When People are Big and God is Small: Overcoming Peer Pressure, Codependency, and the Fear of Man, by Edward T. Welch, 1997.

This was my first Biblical counseling book to read by Welch and I am incredibly glad that I chose to read it.  I went into the book expecting to be enlightened about the approach used in counseling those people who deal with peer pressure and codependency issues and what I came away with was the recognition that I have a large bit of repentance and change that needs to be made within my own life.  I am a big people-pleaser, this I have always known, but I never really recognized how ingrained that mentality can go.  As I was reading portions of this book, I was having to circle portions of the text and write notes outside the margins saying “This is me” or “I do this all the time.”  How being a people-pleaser, in the end, is just another way of doing things because I want (or fear, depending on how you look at it) the approval of people.  I am more concerned with how I am viewed by others than how I am viewed by God.

Most of the book is looking at the masochistic cycle that self-help books and self-esteem psychology place people in.  How those very things that are put out there to help people deal with what they feel they lack (and, therefore, need to be happy) are actually making things worse and placing people under the fear of others.  Welch looks at the psychology of need, in that we, in American culture, view ourselves as empty cups that need to be filled.  We find anything and everything, most especially other people, to fill our empty cups.  Welch systematically dismantles this form of psychological needs through Scripture and shows that people must stop allowing their emotions to dominate their view of their brokenness.  Instead of concentrating on what we lack, and, therefore, need, we are commanded by God to love others and to love and fear Him.  In the end, its not about us, we must love.  We are not to expect, need or demand to be filled except by the overfilling love of God. 
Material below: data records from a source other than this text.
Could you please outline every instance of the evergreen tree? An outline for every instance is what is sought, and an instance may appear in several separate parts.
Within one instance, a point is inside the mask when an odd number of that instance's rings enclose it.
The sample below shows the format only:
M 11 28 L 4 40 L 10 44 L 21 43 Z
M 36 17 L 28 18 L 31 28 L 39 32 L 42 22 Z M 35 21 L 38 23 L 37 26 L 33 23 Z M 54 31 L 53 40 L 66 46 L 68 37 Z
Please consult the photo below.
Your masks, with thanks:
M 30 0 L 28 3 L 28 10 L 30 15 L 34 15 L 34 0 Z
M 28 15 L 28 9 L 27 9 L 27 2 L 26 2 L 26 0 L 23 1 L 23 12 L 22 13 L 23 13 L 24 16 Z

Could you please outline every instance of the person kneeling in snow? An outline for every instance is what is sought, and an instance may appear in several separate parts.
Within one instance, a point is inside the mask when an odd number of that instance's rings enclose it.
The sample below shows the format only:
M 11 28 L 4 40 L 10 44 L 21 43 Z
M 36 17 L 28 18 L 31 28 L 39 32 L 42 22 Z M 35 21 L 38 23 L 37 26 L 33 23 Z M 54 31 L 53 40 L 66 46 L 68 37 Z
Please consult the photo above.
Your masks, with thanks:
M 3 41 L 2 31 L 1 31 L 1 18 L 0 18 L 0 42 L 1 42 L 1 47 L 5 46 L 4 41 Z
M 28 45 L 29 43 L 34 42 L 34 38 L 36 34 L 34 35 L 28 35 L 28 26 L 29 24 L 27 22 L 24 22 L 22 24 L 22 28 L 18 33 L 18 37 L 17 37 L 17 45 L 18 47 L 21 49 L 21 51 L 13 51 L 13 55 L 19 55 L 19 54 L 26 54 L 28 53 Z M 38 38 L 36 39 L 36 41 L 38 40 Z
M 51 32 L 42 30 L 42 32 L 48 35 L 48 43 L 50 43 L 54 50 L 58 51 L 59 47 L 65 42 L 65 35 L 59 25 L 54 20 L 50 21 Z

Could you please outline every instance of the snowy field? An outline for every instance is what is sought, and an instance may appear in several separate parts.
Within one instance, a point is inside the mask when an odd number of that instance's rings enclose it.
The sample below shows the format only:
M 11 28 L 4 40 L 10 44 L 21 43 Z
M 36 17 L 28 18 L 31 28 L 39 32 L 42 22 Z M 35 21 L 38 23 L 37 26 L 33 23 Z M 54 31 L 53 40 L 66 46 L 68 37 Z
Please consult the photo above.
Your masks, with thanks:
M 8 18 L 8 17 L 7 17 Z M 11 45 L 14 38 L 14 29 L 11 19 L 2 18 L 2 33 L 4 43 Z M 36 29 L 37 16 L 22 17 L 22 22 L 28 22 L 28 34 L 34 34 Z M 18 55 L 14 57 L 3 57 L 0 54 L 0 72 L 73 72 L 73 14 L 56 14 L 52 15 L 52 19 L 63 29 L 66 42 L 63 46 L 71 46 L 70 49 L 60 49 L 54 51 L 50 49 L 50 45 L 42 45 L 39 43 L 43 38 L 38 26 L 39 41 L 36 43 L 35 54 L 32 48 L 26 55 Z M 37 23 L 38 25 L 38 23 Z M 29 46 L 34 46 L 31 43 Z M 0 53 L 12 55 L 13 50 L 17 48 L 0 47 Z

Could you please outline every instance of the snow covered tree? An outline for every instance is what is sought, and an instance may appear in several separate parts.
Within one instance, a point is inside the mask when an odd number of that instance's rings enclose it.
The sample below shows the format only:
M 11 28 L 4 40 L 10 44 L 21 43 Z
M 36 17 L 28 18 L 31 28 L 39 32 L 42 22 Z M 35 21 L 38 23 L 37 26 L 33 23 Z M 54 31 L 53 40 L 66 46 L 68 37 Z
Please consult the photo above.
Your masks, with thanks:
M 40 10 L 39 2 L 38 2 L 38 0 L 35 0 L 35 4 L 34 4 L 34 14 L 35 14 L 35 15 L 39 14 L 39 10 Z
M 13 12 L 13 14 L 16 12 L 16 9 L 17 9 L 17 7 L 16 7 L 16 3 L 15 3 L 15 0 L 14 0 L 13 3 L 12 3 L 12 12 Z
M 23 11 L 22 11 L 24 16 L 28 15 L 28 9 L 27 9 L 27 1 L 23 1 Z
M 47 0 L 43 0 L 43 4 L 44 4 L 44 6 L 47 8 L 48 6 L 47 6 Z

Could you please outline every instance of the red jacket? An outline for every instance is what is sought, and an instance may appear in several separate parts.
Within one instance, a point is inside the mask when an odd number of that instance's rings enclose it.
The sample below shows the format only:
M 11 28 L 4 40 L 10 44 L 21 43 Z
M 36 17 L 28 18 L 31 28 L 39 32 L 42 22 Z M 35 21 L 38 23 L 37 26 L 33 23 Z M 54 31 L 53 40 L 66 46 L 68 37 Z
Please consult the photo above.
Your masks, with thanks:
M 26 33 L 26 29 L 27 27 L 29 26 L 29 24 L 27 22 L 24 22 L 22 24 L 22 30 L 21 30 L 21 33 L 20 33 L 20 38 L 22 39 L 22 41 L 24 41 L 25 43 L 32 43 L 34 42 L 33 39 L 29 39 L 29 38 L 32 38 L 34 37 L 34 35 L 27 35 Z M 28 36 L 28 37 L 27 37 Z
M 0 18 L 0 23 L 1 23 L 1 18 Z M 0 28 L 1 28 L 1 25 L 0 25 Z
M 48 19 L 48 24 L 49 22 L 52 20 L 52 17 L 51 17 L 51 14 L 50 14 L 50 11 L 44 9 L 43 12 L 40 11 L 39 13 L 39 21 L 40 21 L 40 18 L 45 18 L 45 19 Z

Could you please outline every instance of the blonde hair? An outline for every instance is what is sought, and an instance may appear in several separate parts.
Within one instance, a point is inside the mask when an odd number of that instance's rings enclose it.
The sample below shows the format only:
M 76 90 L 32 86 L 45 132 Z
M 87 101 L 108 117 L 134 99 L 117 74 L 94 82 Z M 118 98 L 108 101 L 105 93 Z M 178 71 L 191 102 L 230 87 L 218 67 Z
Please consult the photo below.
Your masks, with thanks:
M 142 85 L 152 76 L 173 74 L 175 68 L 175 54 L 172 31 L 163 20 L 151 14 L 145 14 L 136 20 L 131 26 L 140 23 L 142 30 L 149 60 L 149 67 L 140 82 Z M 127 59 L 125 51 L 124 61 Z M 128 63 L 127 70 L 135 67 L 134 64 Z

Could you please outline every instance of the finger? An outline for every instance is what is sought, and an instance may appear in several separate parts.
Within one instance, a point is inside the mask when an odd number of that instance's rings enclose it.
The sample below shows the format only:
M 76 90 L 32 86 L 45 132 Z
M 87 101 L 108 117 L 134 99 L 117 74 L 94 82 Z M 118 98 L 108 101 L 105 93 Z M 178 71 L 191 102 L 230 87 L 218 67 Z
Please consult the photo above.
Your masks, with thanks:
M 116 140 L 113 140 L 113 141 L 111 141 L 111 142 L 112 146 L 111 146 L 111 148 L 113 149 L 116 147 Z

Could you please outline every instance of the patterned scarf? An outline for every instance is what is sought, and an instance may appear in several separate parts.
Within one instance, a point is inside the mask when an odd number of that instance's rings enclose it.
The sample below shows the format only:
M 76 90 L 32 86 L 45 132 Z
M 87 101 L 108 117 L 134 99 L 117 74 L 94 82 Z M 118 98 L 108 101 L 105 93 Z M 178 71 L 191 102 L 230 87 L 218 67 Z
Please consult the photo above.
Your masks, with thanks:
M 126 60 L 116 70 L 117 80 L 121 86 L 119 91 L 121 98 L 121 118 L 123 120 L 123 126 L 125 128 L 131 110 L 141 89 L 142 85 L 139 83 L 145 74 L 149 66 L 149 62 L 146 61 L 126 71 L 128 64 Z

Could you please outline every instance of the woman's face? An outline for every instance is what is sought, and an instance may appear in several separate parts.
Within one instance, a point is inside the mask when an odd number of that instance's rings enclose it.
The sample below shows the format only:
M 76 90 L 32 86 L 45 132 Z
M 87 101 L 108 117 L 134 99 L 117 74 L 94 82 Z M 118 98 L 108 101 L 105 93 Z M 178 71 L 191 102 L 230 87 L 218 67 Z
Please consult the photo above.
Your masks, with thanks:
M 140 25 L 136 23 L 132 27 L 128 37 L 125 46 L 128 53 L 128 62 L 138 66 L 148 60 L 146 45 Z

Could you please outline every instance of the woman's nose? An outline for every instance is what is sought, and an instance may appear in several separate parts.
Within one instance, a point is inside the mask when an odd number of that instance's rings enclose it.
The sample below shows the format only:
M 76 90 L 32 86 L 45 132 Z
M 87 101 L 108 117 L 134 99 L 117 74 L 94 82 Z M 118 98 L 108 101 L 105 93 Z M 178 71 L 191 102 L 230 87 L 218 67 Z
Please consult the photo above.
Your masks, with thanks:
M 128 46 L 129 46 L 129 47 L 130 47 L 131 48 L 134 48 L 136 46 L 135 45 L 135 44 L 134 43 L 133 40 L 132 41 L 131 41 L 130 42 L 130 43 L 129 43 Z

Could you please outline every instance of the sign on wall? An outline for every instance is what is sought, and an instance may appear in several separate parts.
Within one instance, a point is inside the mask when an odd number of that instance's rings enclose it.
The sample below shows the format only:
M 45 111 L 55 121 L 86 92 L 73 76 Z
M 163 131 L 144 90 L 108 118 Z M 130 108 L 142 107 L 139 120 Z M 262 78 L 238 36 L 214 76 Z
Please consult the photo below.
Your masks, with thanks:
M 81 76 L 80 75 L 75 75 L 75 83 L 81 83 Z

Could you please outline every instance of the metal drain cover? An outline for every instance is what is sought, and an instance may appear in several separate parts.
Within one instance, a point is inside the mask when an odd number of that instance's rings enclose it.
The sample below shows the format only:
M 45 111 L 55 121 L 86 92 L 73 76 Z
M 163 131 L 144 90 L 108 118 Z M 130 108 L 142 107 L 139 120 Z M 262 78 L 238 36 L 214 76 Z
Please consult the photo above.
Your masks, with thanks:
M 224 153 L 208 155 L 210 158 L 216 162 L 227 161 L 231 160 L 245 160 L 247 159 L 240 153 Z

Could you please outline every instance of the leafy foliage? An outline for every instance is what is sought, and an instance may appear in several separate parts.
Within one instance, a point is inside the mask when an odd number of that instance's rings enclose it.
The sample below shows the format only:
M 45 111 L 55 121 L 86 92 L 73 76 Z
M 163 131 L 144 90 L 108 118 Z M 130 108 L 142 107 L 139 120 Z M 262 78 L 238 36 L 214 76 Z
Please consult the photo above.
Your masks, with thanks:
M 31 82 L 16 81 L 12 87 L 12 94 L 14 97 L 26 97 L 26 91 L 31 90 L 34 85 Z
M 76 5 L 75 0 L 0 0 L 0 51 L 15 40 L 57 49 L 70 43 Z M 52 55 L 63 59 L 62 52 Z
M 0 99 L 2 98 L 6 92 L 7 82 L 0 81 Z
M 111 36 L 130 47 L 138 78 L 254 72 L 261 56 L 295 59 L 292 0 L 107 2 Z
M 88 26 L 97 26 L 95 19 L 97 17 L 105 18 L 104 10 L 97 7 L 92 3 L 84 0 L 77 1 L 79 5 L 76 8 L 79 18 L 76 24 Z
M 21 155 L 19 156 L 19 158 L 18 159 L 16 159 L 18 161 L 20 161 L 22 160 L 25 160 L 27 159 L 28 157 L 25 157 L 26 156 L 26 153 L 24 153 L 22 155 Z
However, most of the book looks at how we come to know the full love of God by understanding what it means to have a fear of the Lord, instead of man.  We are to be terrified at his wrath and judgment, on the one hand, and to be in awe and worship of his grace and love which saves us.  Both His love and justice are part of understanding what it means to fear Him.  To only have one aspect is to not have a proper understanding our reverence for our God.  His exegesis and explanation of how our doctrine of God and doctrine of man really does play out in our everyday lives.  If we have an impotent view of God then we will begin to fear people instead because we think they are the only way that we can be fixed or changed.  If we have a strong reverence, or fear, of God then we will not be afraid of others, but instead free to love them, because we were first loved.  I had never in my life thought about how the fear of God would play into how I live my life in accordance with others.   I came to the realization that I still make God weak in my life and I still seek others’ approval and, ultimately, fear their criticism when I am not approved of by them.  This concept is freeing to think about.  If God is the only one that I fear (both in trembling and worship) then I no longer fear anything else.  His love and mercy becomes enough for me, I no longer need the approval of others.  I am free to love them without demanding my needs to be met.  After reading this book, I just pray that I can come to understand God in this way, both trembling before Him and worshiping Him in awe.  What a beautiful picture of the God we worship who is mighty to save and overflowing with love beyond all knowledge and measure. 

I sincerely recommend this book to everyone.  It is that important for you all to read it!